Я смотрю на неё, отвожу взгляд в сторону и смеюсь.
- Я считаю себя Джеймсом Бондом, бля... Знаешь что? Я уже как-то подзаебался. Ты вообще засекала, сколько мы идём?
Вика пожимает плечами.
- У меня нет часов.
- А телефон?
- Телефона тоже нет, я его дома оставила. Думала, ты просто хочешь на двор выйти, подышать.
Я чешу голову.
- Нууу... и хорошо. Потому что мы с тобой по сути и не выходили со двора.
- Я кушать хочу.
- А я нет.
- Может, вернёмся?
- Куда?
- Домой.
- Дома нет.
Вика ухмыляется.
- То есть как это нет? А где же мы были сегодня утром?
- Там, где за окном ничего не происходит.
- Это мой дом.
-Ты называешь тот набор кирпича, стекла и досок домом?
- Я там живу. Это моё место, мне больше жить негде. Конечно, это мой дом.
- А если завтра он провалится под землю? Или сгорит? Или на него упадёт самолёт?... Он всё ещё будет твоим домом?
Вика задумывается.
- Нет... наверное, нет.
- Так получается странно, не находишь? Разве можно сказать о чём-то "моё", если оно преходяще?
- Не знаю... Я так говорю... Потому что я живу в этом доме. Вот сейчас, в данное время. Потом, конечно, с ним может что-то произойти. Так ведь и со мной может что-то произойти... Постой!
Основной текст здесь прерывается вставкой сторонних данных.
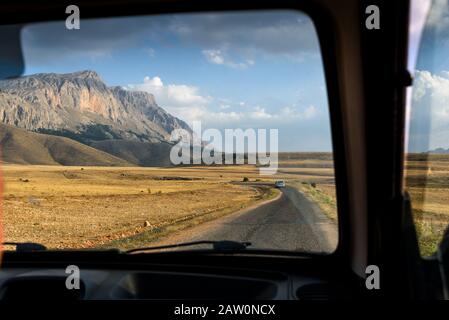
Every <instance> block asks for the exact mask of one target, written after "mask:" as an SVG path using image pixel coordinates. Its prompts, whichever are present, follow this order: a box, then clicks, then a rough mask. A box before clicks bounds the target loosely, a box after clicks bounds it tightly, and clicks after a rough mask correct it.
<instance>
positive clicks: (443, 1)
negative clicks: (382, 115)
mask: <svg viewBox="0 0 449 320" xmlns="http://www.w3.org/2000/svg"><path fill="white" fill-rule="evenodd" d="M409 57H410V59H409V68H410V69H411V70H414V81H413V87H412V90H411V92H410V95H409V101H408V104H409V105H408V108H409V115H408V118H409V133H408V150H409V151H410V152H425V151H428V150H433V149H436V148H445V149H447V148H449V2H448V0H436V1H433V2H431V1H430V0H413V1H412V14H411V28H410V48H409Z"/></svg>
Она подозрительно смотрит на меня.
- Ты опять морочишь мне голову? Ведь это всё уже было...
Я пожимаю плечами.
- Всё было. Что с того? И то что было, тоже уже было прежде. И мне не впервой повторять тебе сказанное ранее. Иначе, что мне делать? Я, знаешь ли, не горазд на увлекательные рассказы. Мне интересно другое - морок и туман.
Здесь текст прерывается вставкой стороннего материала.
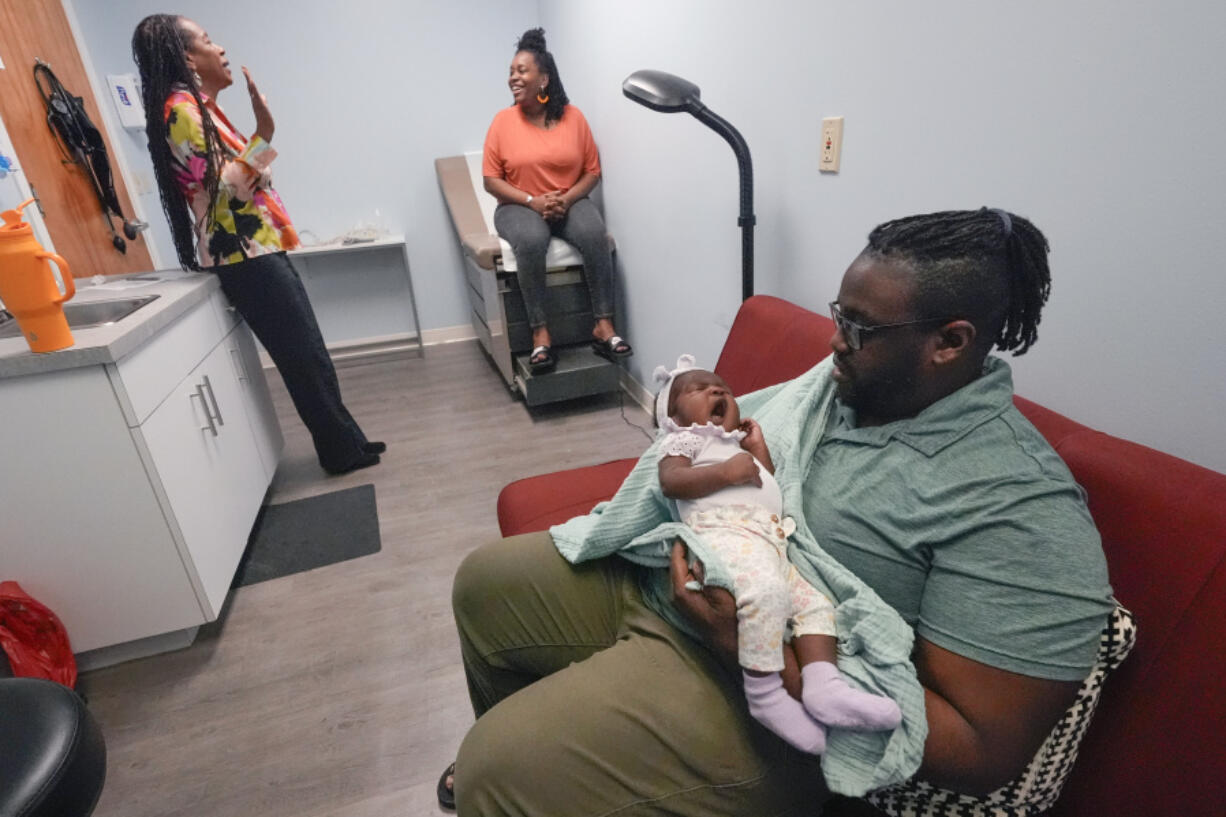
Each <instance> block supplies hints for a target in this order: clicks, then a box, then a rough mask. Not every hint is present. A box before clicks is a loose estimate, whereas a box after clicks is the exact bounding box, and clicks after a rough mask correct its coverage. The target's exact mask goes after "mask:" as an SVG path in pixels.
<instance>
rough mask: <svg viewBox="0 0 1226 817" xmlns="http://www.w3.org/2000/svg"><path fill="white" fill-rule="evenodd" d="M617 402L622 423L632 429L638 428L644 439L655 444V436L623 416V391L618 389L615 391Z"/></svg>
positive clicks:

- Но ведь ты подводишь к тому, что никто ничем не обладает, верно? Никто ничему не хозяин. Так ведь? И даже сам себе. Человек не хозяин сам себе.
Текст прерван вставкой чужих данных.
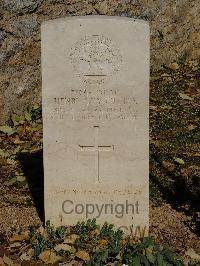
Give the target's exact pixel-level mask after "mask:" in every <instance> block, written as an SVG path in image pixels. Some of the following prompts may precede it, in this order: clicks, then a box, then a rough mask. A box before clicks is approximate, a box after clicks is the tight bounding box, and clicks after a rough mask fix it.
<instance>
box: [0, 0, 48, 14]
mask: <svg viewBox="0 0 200 266" xmlns="http://www.w3.org/2000/svg"><path fill="white" fill-rule="evenodd" d="M42 2H43V0H4V6H3V7H4V8H5V10H7V11H10V12H13V13H17V14H25V13H31V12H33V11H34V10H36V9H37V7H38V6H40V5H41V3H42Z"/></svg>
- Сам себе? - переспрашиваю я.
- Да.
- Нет, сам себе - определенно не хозяин. Но у человека совершенно точно могут быть хозяева. Должны быть хозяева - я бы так сказал. Они те, у кого ничего нет, кто ни к чему не стремится, ничего не хочет, ни о чём не знает и кого невозможно увидеть. Они любят от души посмеяться - это единственное, что о них можно сказать.
- Ты про маску?
- Маска никем и ничем не владеет.
- А про кого тогда?
- Про того, кто владеет всем и сразу.
- Ну и кто это?
- Тот, кто никем и ничем не владеет.
Вика хватается за голову.
- А-а-а-а-а-а. У меня сейчас голова закипит!
Я смеюсь.
- Спрашиваешь - будь готова слышать.
- И слушать. - добавляет она.
- Совершенно верно.
- Мне кажется, - говорит Вика. - или так есть на самом деле?.. неважно, уже ничего не важно... Но такое ощущение, что я сошла с ума... Или может быть не просыпалась? Точно! Всё это - просто сон, я ещё сплю там, на этом дурацком сундуке, а ты мне снишься. И вся ересь, которая происходит - это всё не по-настоящему.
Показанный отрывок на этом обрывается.